[Kennedy Square by F. Hopkinson Smith]@TWC D-Link bookKennedy Square CHAPTER XXXI 2/3
And then a great big iron door sunk in a brick vault was swung wide and certain leather-bound books were brought out--and particularly a sum of money which Harry duly handed over to Pawson the next time he drove to town--( twice a week now)--and which, when recounted, balanced to a cent the total of the bills which Pawson had paid three years before, with interest added, a list of which the attorney still kept in his private drawer with certain other valuable papers tied with red tape, marked "St.G.W.
T." And still later on--within a week--there had come the news of the final settlement of the long-disputed lawsuit with St.George as principal residuary legatee--and so our long-suffering hero was once more placed upon his financial legs: the only way he could have been placed upon them or would have been placed upon them--a fact very well known to every one who had tried to help him, his philosophy being that one dollar borrowed is two dollars owed--the difference being a man's self-respect. And it is truly marvellous what this change in his fortunes accomplished.
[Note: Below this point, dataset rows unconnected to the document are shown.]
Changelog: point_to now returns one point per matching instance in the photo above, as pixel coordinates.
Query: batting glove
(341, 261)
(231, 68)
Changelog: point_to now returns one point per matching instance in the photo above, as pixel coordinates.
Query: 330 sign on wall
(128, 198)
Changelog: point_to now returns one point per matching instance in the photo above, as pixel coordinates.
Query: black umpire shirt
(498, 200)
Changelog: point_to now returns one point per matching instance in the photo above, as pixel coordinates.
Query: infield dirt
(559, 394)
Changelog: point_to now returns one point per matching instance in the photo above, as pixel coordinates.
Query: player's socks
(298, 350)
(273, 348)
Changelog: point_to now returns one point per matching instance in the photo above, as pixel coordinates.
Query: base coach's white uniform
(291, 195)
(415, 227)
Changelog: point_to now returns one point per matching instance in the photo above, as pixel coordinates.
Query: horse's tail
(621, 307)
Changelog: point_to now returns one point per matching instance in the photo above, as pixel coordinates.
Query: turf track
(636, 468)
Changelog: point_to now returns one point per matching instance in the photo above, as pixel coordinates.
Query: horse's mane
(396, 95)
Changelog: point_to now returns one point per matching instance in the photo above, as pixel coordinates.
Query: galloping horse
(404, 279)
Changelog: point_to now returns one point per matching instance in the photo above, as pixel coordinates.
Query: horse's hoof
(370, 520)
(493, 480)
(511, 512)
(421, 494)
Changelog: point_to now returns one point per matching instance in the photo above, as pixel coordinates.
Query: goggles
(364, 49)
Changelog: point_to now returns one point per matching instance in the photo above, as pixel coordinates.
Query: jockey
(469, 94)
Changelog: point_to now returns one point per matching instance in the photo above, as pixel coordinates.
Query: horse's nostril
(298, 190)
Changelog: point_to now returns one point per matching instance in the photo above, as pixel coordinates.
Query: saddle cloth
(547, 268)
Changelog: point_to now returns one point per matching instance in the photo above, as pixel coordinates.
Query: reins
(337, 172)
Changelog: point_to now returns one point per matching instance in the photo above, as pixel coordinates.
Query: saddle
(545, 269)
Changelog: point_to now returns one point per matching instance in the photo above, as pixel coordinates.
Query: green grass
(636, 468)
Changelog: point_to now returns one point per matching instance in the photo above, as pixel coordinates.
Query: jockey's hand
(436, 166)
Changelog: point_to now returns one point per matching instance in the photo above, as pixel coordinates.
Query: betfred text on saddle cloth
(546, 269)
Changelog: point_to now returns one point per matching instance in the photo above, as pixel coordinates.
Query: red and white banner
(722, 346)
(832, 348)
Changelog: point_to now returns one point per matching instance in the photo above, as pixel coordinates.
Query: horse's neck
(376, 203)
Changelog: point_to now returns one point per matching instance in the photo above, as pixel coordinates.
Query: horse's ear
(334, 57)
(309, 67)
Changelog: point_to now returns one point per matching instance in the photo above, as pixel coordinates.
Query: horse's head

His slack body rounded out; his sunken cheeks plumped up until every crease and crack were gone, his color regained its freshness, his eyes their brilliancy; his legs took on their old-time spring and lightness--and a wonderful pair of stand-bys, or stand-ups, or stand-arounds they were as legs go--that is legs of a man of fifty-five. And they were never idle, these legs: there was no sitting cross-legged in a chair for St.George: he was not constructed along those lines. Hardly a week had passed before he had them across Spitfire's mate; had ridden to hounds; danced a minuet with Harry and Kate; walked half-way to Kennedy Square and back--they thought he was going to walk all the way and headed him off just in time; and best of all--( and this is worthy of special mention)--had slipped them into the lower section of a suit of clothes--and these his own, although he had not yet paid for them--the colonel having liquidated their cost.
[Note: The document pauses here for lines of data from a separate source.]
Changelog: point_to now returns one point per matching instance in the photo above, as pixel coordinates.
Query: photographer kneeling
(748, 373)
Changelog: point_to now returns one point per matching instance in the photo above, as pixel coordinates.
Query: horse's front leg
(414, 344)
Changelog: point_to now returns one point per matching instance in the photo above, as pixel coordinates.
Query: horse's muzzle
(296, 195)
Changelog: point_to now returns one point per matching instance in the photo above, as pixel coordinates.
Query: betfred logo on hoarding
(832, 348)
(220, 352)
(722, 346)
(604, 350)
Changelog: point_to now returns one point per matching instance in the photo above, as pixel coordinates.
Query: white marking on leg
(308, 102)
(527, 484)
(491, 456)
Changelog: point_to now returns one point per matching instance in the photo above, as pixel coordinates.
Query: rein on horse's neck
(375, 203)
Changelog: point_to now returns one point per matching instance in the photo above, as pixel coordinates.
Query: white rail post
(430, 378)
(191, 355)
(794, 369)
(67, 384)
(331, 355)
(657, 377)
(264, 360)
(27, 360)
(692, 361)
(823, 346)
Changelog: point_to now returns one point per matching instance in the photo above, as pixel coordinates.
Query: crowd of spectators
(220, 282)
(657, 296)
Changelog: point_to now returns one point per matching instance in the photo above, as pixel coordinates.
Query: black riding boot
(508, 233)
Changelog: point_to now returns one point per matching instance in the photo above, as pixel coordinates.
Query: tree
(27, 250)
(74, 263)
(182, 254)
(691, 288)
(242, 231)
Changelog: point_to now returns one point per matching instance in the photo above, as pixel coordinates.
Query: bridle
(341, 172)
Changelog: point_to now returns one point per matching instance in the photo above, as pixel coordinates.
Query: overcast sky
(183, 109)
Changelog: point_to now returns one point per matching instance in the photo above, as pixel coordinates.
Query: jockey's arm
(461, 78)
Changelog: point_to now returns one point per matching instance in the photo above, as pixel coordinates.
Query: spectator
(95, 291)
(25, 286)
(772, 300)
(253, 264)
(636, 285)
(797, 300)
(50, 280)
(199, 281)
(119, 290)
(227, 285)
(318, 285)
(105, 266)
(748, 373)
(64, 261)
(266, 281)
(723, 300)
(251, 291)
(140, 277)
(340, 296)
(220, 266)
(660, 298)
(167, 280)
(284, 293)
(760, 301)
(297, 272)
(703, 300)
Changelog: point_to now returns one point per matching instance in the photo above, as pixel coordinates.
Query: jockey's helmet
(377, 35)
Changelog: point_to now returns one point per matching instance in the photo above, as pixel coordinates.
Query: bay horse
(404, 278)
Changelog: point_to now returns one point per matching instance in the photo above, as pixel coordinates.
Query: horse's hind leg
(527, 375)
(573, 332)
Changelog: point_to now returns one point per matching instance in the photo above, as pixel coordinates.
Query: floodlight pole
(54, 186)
These trousers, it is just as well to state, had arrived months before from Poole, along with a suit of Rutter's and the colonel had forwarded a draft for the whole amount without examining the contents, until Alec had called his attention to the absurd width of the legs--and the ridiculous spread of the seat.
My Lord of Moorlands, after the scene in the Temple Mansion, dared not send them in to St.George, and they had accordingly lain ever since on top of his wardrobe with Alec as chief of the Moth Department. St.George, on his arrival, found them folded carefully and placed on a chair--Todd chief valet.